The International Swaps and Derivatives Association’s LIBOR fallback protocol has moved one step closer to publication after the US Department of Justice confirmed on October 1 that it sees no immediate competition issues with the process, reported Law360.
The department has concluded, based on the representations in ISDA’s letter request, including its description of certain safeguards, that ISDA’s proposed amendments to its standardized documentation are unlikely to harm competition. Therefore, the department does not presently intend to challenge ISDA’s proposed amendments to its standardized documentation for derivatives.
“ISDA’s process, including its cooperation with government regulators and its consultation-driven process for obtaining feedback from industry participants, has had the effect of clarifying the practical issues involved in planning for when LIBOR and other IBORs are no longer available and preparing for a smooth transition away from IBORs to other reference rates,” said Assistant Attorney General Makan Delrahim. “ISDA has put in place safeguards to avoid harm to competition, such as making the selection of the fallback rates voluntary, which allows contracting parties the flexibility to designate alternative competitive rates they may think are more appropriate.”

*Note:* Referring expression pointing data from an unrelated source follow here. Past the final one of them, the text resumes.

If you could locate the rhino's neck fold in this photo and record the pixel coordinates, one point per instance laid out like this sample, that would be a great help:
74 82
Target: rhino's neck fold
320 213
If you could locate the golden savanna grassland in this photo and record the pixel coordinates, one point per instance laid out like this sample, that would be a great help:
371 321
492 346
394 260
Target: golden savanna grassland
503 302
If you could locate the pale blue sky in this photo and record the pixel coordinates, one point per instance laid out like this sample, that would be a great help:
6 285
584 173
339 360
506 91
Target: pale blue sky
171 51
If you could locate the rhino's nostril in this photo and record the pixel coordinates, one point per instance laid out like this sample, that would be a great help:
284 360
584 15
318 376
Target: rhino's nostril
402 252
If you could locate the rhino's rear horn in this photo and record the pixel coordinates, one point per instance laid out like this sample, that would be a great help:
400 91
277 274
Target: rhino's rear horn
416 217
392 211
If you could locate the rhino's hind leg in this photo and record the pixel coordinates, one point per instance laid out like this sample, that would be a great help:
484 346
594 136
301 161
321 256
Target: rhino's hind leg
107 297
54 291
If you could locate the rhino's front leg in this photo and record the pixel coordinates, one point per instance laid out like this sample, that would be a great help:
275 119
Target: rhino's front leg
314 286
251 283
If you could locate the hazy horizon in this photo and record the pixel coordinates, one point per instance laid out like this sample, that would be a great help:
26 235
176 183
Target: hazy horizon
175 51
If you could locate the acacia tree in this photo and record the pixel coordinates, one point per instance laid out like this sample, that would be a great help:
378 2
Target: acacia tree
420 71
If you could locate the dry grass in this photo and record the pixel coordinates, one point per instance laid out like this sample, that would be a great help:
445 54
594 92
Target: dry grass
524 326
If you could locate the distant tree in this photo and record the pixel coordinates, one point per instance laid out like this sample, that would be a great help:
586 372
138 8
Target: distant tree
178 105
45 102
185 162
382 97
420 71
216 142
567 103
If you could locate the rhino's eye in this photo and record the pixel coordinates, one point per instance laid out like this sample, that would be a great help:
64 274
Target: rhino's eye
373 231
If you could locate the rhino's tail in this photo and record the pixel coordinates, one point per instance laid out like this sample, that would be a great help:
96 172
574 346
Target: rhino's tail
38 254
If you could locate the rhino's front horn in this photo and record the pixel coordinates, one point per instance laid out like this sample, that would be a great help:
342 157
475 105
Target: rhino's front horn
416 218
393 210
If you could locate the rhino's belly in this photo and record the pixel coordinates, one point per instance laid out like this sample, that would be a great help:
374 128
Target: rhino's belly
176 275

According to the Department’s business review letter, ISDA’s model documents are widely used by financial institutions to engage in swaps, forwards, and other types of derivatives contracts such as interest rate and credit default swaps. These derivatives contracts incorporate various interbank offered rates (IBORS), including the London Inter-Bank Offered Rate (LIBOR). Derivatives allow financial institutions to hedge risks they incur when lending or borrowing money.